06/06/2016

Un vote populaire pas si confus que ça

Les réactions au vote populaire de ce dimanche ont été en général d'insister sur la perplexité des électrices et électeurs et de se demander comment dégager de tout cela une ligne, ou alors de titrer que le gouvernement fédéral avait su tirer son épingle du jeu. Quoi qu'il en soit, les deux interprétations vont dans le même sens, de l'absence de cohérence. Cette interprétation est superficielle et perd de vue les tendances de fond.

En effet, il suffit de reprendre quelques-uns des thèmes de ce dimanche pour s'apercevoir qu'il en ressort tout à fait un message sinon clair du moins lisible.


Prenons le vote sur l'initiative dite vache à lait. Elle aurait privé la Confédération de 1,5 milliard de recettes par an, qui auraient dû être exclusivement dévolues au réseau routier. Echec spectaculaire au niveau national, encore plus net à Genève (3 votant-e-s sur 4 la refusent). Au niveau cantonal genevois, même cohérence: 2/3 des votant-e-s se prononcent pour un texte parlementaire qui, pour la première fois, matérialise une tentative de passer de la guerre des transports, propre à Genève depuis plus de 30 ans, à une vue d'ensemble conçue selon une hiérarchie claire des modes de transport en fonction des situations géographiques.
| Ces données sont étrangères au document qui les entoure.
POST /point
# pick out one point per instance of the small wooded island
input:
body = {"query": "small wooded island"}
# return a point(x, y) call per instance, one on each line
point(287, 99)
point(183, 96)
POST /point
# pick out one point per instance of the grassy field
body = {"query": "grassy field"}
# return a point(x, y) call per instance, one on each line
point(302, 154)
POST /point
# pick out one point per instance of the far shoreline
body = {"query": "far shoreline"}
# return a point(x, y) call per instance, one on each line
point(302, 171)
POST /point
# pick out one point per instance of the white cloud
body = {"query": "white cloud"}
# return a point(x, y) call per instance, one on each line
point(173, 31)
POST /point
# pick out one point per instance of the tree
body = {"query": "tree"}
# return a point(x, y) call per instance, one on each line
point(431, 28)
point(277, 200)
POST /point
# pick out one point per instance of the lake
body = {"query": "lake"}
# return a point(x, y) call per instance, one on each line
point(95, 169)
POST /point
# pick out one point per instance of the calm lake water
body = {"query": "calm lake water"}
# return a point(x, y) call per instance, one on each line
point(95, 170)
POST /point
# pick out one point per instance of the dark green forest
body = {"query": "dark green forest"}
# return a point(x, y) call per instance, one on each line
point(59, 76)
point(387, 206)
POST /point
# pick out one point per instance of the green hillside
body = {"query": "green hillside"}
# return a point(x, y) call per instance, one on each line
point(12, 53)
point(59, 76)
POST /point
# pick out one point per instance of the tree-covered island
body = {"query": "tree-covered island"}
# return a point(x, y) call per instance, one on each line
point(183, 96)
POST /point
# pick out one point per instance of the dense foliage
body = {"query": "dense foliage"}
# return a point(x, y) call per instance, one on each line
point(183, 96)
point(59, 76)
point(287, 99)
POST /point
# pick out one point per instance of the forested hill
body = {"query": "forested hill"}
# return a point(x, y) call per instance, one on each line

Certes 3 électrices et électeurs sur 5 soutiennent le principe d'une traversée routière du lac, mais si elle devait se faire, une fois l'emplacement et le financement précisés, ce sera exclusivement dans le cadre d'un plan d'ensemble qui aura aussi permis d'ici là de développer substantiellement le réseau des trams et des trains régionaux.

Examinons maintenant deux sujets fort controversés, proposés chaque fois par des acteurs extérieurs au monde politique.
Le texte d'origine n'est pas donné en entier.